Algorithms for Approximate Subtropical Matrix Factorization

TL;DR

This paper introduces algorithms for approximate matrix factorization under subtropical algebra, enabling the extraction of interpretable, winner-takes-all patterns from data with various noise types and error metrics.

Contribution

It presents a novel framework and two algorithms, Capricorn and Cancer, for low-rank subtropical matrix factorizations applicable to noisy data.

Findings

Algorithms perform well on subtropical-structured data.

They produce sparse, interpretable factorizations.
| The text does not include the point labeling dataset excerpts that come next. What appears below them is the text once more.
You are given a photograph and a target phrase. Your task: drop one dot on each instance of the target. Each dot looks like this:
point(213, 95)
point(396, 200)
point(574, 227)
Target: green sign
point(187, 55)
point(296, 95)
Effective with different noise types and error metrics.

Abstract

Matrix factorization methods are important tools in data mining and analysis. They can be used for many tasks, ranging from dimensionality reduction to visualization. In this paper we concentrate on the use of matrix factorizations for finding patterns from the data. Rather than using the standard algebra -- and the summation of the rank-1 components to build the approximation of the original matrix -- we use the subtropical algebra, which is an algebra over the nonnegative real values with the summation replaced by the maximum operator. Subtropical matrix factorizations allow "winner-takes-it-all" interpretations of the rank-1 components, revealing different structure than the normal (nonnegative) factorizations. We study the complexity and sparsity of the factorizations, and present a framework for finding low-rank subtropical factorizations. We present two specific algorithms, called Capricorn and Cancer, that are part of our framework. They can be used with data that has been corrupted with different types of noise, and with different error metrics, including the sum-of-absolute differences, Frobenius norm, and Jensen--Shannon divergence. Our experiments show that the algorithms perform well on data that has subtropical structure, and that they can find factorizations that are both sparse and easy to interpret.